Aya memanyunkan bibirnya mendengar keluguan Rinan yang tak sadar telah menyakiti perasaannya.
Hendak ke masjid dan lewat di depan rumah Bu Tira, Aya sengaja membawa kotak makanan yang dibawa Ridho untuk dikembalikan dan Rinan ingin menunggu Aya di depan pagar saja.
Belum diketuk, pintu terbuka.
“Mau ke masjid, ya?” tanya Aya.
“Iya.”
“Nih, mau ngebalikin kotak makanannya Tante Tira.”

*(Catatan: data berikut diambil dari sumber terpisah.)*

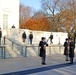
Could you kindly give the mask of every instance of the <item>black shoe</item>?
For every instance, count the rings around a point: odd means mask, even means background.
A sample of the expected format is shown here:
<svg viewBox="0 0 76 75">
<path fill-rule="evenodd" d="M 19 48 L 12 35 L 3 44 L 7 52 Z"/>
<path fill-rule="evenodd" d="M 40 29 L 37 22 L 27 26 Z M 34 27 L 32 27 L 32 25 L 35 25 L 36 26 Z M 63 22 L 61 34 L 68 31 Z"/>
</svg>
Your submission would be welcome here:
<svg viewBox="0 0 76 75">
<path fill-rule="evenodd" d="M 46 65 L 46 63 L 42 63 L 42 65 Z"/>
</svg>

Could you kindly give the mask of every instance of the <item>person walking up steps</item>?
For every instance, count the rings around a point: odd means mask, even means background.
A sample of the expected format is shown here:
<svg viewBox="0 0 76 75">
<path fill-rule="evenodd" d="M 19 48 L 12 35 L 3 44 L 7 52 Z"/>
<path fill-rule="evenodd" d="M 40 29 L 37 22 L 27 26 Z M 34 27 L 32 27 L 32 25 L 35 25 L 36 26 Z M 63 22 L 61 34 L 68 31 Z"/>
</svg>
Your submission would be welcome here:
<svg viewBox="0 0 76 75">
<path fill-rule="evenodd" d="M 46 46 L 48 46 L 48 44 L 45 42 L 45 38 L 42 37 L 41 41 L 39 42 L 39 47 L 40 47 L 40 54 L 39 56 L 41 57 L 42 60 L 42 65 L 46 65 L 45 60 L 46 60 Z"/>
</svg>

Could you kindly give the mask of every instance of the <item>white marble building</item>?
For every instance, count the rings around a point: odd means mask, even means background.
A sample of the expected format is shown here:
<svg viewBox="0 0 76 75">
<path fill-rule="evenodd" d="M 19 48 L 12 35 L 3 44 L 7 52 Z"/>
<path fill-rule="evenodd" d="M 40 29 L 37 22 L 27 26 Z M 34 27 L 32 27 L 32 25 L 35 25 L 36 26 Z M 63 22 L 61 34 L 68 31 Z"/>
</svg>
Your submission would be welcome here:
<svg viewBox="0 0 76 75">
<path fill-rule="evenodd" d="M 0 27 L 6 30 L 12 25 L 19 28 L 19 0 L 0 0 Z"/>
</svg>

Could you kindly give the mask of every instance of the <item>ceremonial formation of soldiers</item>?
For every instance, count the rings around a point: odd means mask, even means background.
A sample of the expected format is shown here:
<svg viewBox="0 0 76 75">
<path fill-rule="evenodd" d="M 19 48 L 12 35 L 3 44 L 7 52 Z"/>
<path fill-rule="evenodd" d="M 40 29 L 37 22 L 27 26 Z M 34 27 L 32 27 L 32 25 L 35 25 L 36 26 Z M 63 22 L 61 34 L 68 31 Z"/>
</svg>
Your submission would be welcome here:
<svg viewBox="0 0 76 75">
<path fill-rule="evenodd" d="M 13 26 L 12 28 L 15 28 L 15 27 Z M 65 60 L 70 61 L 69 64 L 73 64 L 76 31 L 73 34 L 74 34 L 73 37 L 70 36 L 70 37 L 66 38 L 65 42 L 64 42 Z M 1 28 L 0 28 L 0 45 L 1 45 L 1 38 L 2 38 L 2 31 L 1 31 Z M 23 42 L 25 42 L 26 38 L 27 38 L 26 37 L 26 32 L 24 31 L 23 34 L 22 34 Z M 29 34 L 30 44 L 32 44 L 32 39 L 33 39 L 33 34 L 32 34 L 32 32 L 30 32 L 30 34 Z M 48 40 L 49 39 L 50 39 L 50 44 L 53 43 L 53 41 L 52 41 L 53 34 L 52 33 L 51 33 L 50 37 L 48 38 Z M 41 57 L 41 64 L 42 65 L 46 65 L 46 46 L 48 46 L 47 41 L 45 41 L 45 37 L 41 37 L 41 41 L 39 42 L 39 47 L 40 47 L 39 56 Z"/>
</svg>

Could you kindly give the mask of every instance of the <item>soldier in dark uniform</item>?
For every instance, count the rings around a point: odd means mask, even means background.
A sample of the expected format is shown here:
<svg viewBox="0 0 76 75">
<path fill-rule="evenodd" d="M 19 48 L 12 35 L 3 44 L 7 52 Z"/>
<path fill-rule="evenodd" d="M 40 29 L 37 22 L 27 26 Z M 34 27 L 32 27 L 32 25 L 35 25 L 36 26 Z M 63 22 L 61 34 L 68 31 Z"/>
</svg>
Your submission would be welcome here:
<svg viewBox="0 0 76 75">
<path fill-rule="evenodd" d="M 26 40 L 26 33 L 25 32 L 22 34 L 22 39 L 23 39 L 23 42 L 25 42 L 25 40 Z"/>
<path fill-rule="evenodd" d="M 52 40 L 53 40 L 53 34 L 52 34 L 52 33 L 51 33 L 51 35 L 50 35 L 49 38 L 50 38 L 50 44 L 53 43 L 53 42 L 52 42 Z"/>
<path fill-rule="evenodd" d="M 73 39 L 71 39 L 69 47 L 70 47 L 70 49 L 69 49 L 70 64 L 73 64 L 74 49 L 75 49 L 75 43 L 74 43 Z"/>
<path fill-rule="evenodd" d="M 66 61 L 68 61 L 68 50 L 69 50 L 69 43 L 68 38 L 66 38 L 66 41 L 64 42 L 64 55 L 66 56 Z"/>
<path fill-rule="evenodd" d="M 41 41 L 39 42 L 39 47 L 40 47 L 40 54 L 39 54 L 39 56 L 41 57 L 42 65 L 46 65 L 46 63 L 45 63 L 45 59 L 46 59 L 46 46 L 48 46 L 48 44 L 45 42 L 45 38 L 42 37 Z"/>
<path fill-rule="evenodd" d="M 0 45 L 1 45 L 1 38 L 2 38 L 2 31 L 1 31 L 1 28 L 0 28 Z"/>
</svg>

“Oh, makasih,” Ridho menerima kotak plastik itu dan pun masuk kembali.
“Nggak sopan banget, sih? Ada orang yang dateng, eh, ninggalin gitu aja. Ngasih salam, kek... bilang, `saya masuk dulu`, kek.” kata Aya dengan suara kecil.

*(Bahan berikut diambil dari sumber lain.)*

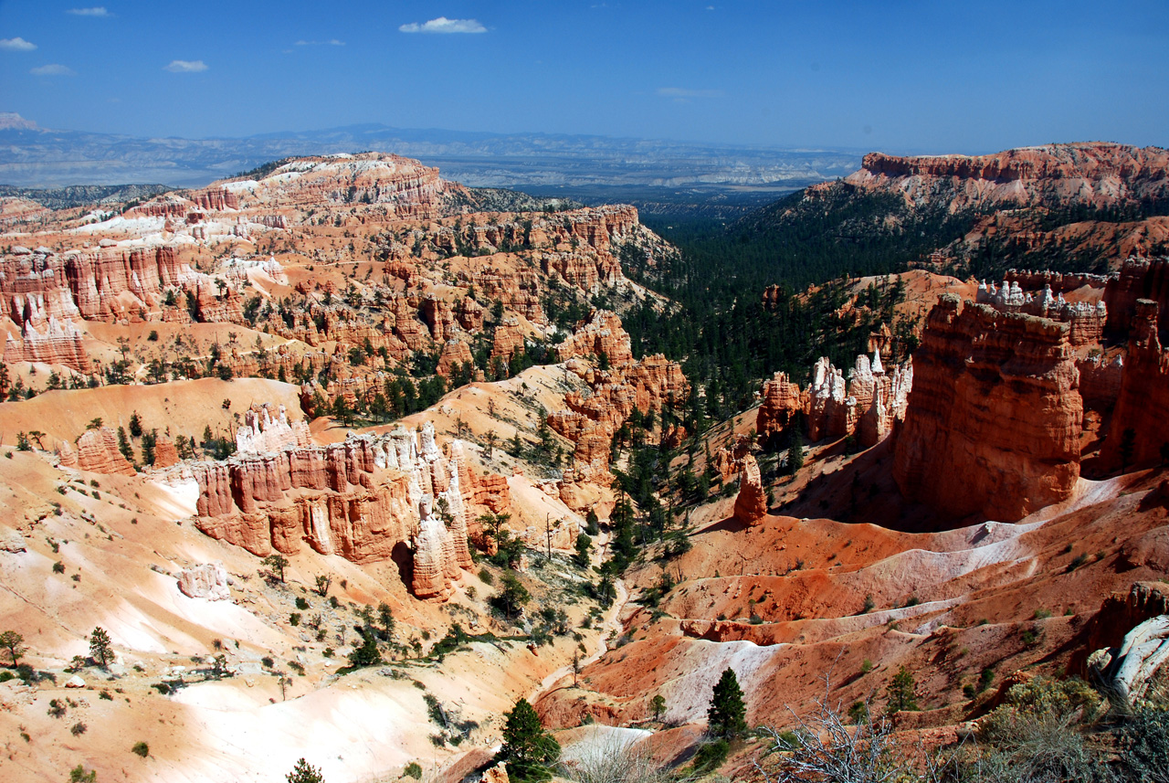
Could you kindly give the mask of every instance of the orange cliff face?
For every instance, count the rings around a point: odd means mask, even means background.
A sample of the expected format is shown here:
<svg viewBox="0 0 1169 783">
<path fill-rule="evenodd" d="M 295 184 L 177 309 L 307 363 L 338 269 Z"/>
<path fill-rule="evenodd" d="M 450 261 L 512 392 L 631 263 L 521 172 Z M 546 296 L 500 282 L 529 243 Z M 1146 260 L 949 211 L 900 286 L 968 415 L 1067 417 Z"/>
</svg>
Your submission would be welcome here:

“Tunggu bentar,” Ridho menolehi Aya.
Seperempat menit kemudian, Ridho kembali dengan membawa sebuah kotak makanan plastik kecil, menyodorkannya ke Aya. Sebelum Aya mengangkat tangannya untuk mengambil kotak plastik berwarna hijau itu, Bu Tira keluar dengan mengenakan mukena hitam.

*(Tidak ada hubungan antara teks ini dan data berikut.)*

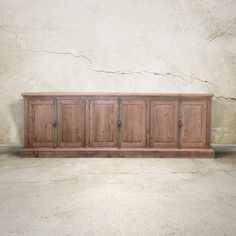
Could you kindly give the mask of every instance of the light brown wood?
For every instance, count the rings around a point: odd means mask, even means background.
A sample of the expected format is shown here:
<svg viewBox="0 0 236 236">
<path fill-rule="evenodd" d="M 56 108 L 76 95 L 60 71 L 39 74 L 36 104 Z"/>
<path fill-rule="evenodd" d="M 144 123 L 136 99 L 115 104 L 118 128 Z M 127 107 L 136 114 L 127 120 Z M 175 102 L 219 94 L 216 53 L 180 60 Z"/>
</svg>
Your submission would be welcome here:
<svg viewBox="0 0 236 236">
<path fill-rule="evenodd" d="M 29 146 L 53 146 L 54 130 L 52 120 L 52 100 L 29 100 Z"/>
<path fill-rule="evenodd" d="M 85 146 L 85 100 L 58 100 L 58 146 Z"/>
<path fill-rule="evenodd" d="M 174 157 L 174 158 L 213 158 L 212 149 L 144 149 L 144 148 L 70 148 L 70 149 L 49 149 L 49 148 L 23 148 L 22 157 Z"/>
<path fill-rule="evenodd" d="M 72 97 L 72 96 L 85 96 L 85 97 L 190 97 L 190 98 L 203 98 L 212 97 L 213 94 L 209 93 L 76 93 L 76 92 L 25 92 L 21 93 L 23 97 Z"/>
<path fill-rule="evenodd" d="M 146 146 L 147 101 L 125 99 L 120 103 L 121 147 Z"/>
<path fill-rule="evenodd" d="M 207 101 L 182 102 L 181 147 L 203 148 L 206 147 L 206 109 Z"/>
<path fill-rule="evenodd" d="M 90 146 L 117 146 L 117 100 L 90 101 Z"/>
<path fill-rule="evenodd" d="M 177 148 L 178 99 L 151 101 L 151 146 Z"/>
<path fill-rule="evenodd" d="M 23 96 L 22 156 L 214 156 L 211 94 Z"/>
</svg>

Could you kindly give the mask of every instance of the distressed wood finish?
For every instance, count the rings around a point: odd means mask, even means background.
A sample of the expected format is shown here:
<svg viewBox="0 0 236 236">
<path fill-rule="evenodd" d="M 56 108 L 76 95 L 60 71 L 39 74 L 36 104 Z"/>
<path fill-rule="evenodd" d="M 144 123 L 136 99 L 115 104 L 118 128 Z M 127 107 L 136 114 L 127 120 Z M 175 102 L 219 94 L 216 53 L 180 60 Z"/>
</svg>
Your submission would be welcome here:
<svg viewBox="0 0 236 236">
<path fill-rule="evenodd" d="M 178 100 L 151 101 L 151 137 L 153 148 L 177 148 Z"/>
<path fill-rule="evenodd" d="M 210 94 L 22 95 L 24 157 L 214 157 Z"/>
<path fill-rule="evenodd" d="M 117 146 L 117 100 L 90 101 L 90 146 Z"/>
<path fill-rule="evenodd" d="M 55 130 L 52 126 L 53 101 L 29 100 L 29 146 L 52 147 Z"/>
<path fill-rule="evenodd" d="M 182 148 L 204 148 L 207 144 L 207 102 L 206 101 L 183 101 L 181 129 Z"/>
<path fill-rule="evenodd" d="M 85 146 L 85 100 L 58 100 L 58 145 L 59 147 Z"/>
</svg>

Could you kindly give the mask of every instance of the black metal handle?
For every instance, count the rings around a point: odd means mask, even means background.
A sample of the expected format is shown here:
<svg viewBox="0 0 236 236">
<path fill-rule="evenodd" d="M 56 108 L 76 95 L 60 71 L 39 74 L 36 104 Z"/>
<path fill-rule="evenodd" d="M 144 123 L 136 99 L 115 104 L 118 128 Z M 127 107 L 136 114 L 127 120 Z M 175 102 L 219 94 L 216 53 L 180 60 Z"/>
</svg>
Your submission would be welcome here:
<svg viewBox="0 0 236 236">
<path fill-rule="evenodd" d="M 118 128 L 121 128 L 121 120 L 118 120 L 117 125 L 118 125 Z"/>
<path fill-rule="evenodd" d="M 182 128 L 182 127 L 183 127 L 183 121 L 182 121 L 182 120 L 179 120 L 179 121 L 178 121 L 178 126 L 179 126 L 179 128 Z"/>
</svg>

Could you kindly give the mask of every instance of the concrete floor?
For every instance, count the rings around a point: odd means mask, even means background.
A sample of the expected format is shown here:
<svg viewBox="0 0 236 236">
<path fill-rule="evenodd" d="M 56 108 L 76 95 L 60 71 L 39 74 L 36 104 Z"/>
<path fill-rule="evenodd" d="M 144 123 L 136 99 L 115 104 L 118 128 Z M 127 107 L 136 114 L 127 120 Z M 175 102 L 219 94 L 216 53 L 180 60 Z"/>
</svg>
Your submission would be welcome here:
<svg viewBox="0 0 236 236">
<path fill-rule="evenodd" d="M 236 155 L 0 155 L 0 235 L 236 235 Z"/>
</svg>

“Aya? Tumben main ke rumah?” sapa Bu Hani dengan ramahnya.
“Hehe, iya, Tante. Ngebalikin toples,” seperti biasa, jika berhadapan dengan orang yang lebih tua, Aya selalu reflek bersikap malu-malu.
Bu Tira lalu tersenyum melihat Ridho menyodorkan sesuatu ke Aya, “Tante duluan ke masjid, ya?”
Setelah Bu Tira pergi, Ridho menyeringai, “Sok ramah.”
“Kayaknya kamu udah seneng, ya, nyebut aku tukang `sok`?! Aku nggak mau nerima itu! Lagian kamu mau ngehabis-habisin kuenya Tante Tira?” Aya menyilangkan tangannya dengan kotak plastik di tangan kanan.
“Ini bukan kue.”
“Terus apa?” Aya menyita kotak tersebut dan hendak membuka penutupnya namun tak bisa lalu ia guncang kotak itu untuk menebak isinya yang begitu ringan. “Apa, sih, nih? Nggak bisa kebuka juga! Ini apa? Nggak ada isinya palingan.”
“Itu sudah dilem.”
“Lah, buat apa dilem. Nggak bisa dibuka, dong!”
“Saya dapat lemnya di atas lemari dapur Tante Tira. Beliau bilang, lem itu dibeli suaminya. Katanya kalau lem itu kering, melengketnya kuat sekali, lalu setelah kurang dari 24 jam, lemnya melemah dan apa yang sudah kita lem itu bisa terbuka dengan gampang. Kotak plastik itu mungkin besok baru bisa terbuka.”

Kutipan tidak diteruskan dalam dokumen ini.